Looks Like Tarzan, Plays Like Jane


Ever played against someone you thought would be extremely strong, yet you had no problem throwing around?


What about someone you didn't look at twice but all of the sudden you're on the ground trying to work out if you just ran into him or a brick wall?


The problem is that most people equate bigger muscles with a stronger human. Unfortunately for most bro lifters - strength relies more heavily on the brain than muscle.


Muscle is only good if our brain can activate it. Yes, if we have more muscle we have more potential for strength. But that's all it is - potential.


The quality or function of that muscle in terms of sports performance, relies heavily on HOW you train.


You can get big arms doing bicep curls or pull-ups but only one of those makes you a better athlete.


Same goes for knee extensions vs back squats.


The number of reps you do on each set also effects how your muscles perform on game day.

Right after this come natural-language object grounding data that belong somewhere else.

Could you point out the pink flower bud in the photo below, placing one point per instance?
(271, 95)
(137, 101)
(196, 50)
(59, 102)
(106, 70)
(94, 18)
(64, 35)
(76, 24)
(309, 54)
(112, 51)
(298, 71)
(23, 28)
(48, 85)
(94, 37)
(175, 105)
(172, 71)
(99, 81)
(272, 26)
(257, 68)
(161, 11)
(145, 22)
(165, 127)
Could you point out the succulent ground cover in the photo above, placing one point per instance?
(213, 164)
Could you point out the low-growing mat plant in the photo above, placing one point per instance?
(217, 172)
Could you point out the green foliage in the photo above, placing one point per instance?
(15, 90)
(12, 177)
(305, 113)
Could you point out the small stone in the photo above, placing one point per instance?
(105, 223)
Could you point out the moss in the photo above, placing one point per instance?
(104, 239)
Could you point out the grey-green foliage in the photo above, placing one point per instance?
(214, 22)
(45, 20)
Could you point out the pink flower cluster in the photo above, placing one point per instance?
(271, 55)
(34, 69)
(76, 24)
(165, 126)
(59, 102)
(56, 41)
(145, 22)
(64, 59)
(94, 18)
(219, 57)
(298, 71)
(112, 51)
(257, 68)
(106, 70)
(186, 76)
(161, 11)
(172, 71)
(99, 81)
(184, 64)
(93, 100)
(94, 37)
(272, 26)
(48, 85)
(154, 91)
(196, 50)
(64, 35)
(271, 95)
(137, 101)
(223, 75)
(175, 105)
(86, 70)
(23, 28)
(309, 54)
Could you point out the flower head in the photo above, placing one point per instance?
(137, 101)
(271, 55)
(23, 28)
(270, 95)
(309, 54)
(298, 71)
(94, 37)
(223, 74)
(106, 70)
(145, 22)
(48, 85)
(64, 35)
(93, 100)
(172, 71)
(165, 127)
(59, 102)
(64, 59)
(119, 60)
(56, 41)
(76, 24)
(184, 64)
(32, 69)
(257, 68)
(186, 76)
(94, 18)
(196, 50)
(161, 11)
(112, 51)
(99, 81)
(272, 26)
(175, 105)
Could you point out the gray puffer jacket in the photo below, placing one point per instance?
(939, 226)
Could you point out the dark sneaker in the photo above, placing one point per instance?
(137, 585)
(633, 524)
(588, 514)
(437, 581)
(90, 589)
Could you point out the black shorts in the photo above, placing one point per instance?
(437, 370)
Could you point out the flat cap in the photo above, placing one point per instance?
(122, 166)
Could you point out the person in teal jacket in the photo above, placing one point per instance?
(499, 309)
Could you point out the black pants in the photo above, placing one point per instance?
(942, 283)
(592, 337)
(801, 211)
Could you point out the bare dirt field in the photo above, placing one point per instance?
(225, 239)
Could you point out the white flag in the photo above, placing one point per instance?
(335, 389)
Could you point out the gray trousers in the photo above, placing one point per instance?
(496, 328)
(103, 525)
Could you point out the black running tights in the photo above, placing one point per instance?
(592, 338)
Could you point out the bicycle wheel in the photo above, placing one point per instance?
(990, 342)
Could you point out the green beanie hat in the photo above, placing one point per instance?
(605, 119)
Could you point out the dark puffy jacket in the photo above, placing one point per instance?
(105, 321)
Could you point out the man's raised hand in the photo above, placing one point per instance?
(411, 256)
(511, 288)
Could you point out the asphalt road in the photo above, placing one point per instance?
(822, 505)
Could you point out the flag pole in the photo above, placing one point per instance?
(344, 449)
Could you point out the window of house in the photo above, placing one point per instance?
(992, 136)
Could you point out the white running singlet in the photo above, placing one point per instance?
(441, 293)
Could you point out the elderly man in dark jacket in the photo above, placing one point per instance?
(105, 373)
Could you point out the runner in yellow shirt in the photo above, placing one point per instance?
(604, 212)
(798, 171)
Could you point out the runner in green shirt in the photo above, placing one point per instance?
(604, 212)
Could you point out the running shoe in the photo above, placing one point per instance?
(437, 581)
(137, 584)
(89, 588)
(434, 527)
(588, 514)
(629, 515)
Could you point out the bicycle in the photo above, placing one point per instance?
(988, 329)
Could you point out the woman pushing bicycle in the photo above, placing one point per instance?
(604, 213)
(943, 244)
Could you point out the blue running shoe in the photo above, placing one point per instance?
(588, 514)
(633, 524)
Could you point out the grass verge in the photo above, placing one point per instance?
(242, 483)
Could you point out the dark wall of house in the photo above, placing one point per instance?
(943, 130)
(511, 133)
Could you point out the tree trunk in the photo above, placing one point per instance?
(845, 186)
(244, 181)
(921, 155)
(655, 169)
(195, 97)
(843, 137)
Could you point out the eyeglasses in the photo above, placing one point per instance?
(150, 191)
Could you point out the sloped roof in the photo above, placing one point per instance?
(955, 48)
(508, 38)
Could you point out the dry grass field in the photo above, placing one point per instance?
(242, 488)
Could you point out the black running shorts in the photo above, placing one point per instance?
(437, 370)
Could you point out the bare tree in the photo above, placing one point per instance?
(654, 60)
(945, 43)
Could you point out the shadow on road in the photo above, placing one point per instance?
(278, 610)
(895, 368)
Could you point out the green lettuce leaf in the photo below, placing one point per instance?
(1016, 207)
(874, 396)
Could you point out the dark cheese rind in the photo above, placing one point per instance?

Doing 3 sets of 10 or 10 sets of 3 results in 30 reps for the session. But only 1 of those ways is going to get you strong.


10x3 allows you to load more weight on the bar and will challenge you neurally (neural = brain).


3x10 means you can only put a fraction of that weight on the bar so there's less demand on the brain. There will also be more muscle damage this way. Muscle damage usually leads to more growth. More growth means bigger muscles.


So while the 3x10 guy might be getting "swole" - that muscle is mostly useless out on the field.


Our aim is get as strong as humanly possible without putting on unnecessary muscle mass. This way you can explode across the field and run all day.


Would you rather look like an athlete or be an athlete?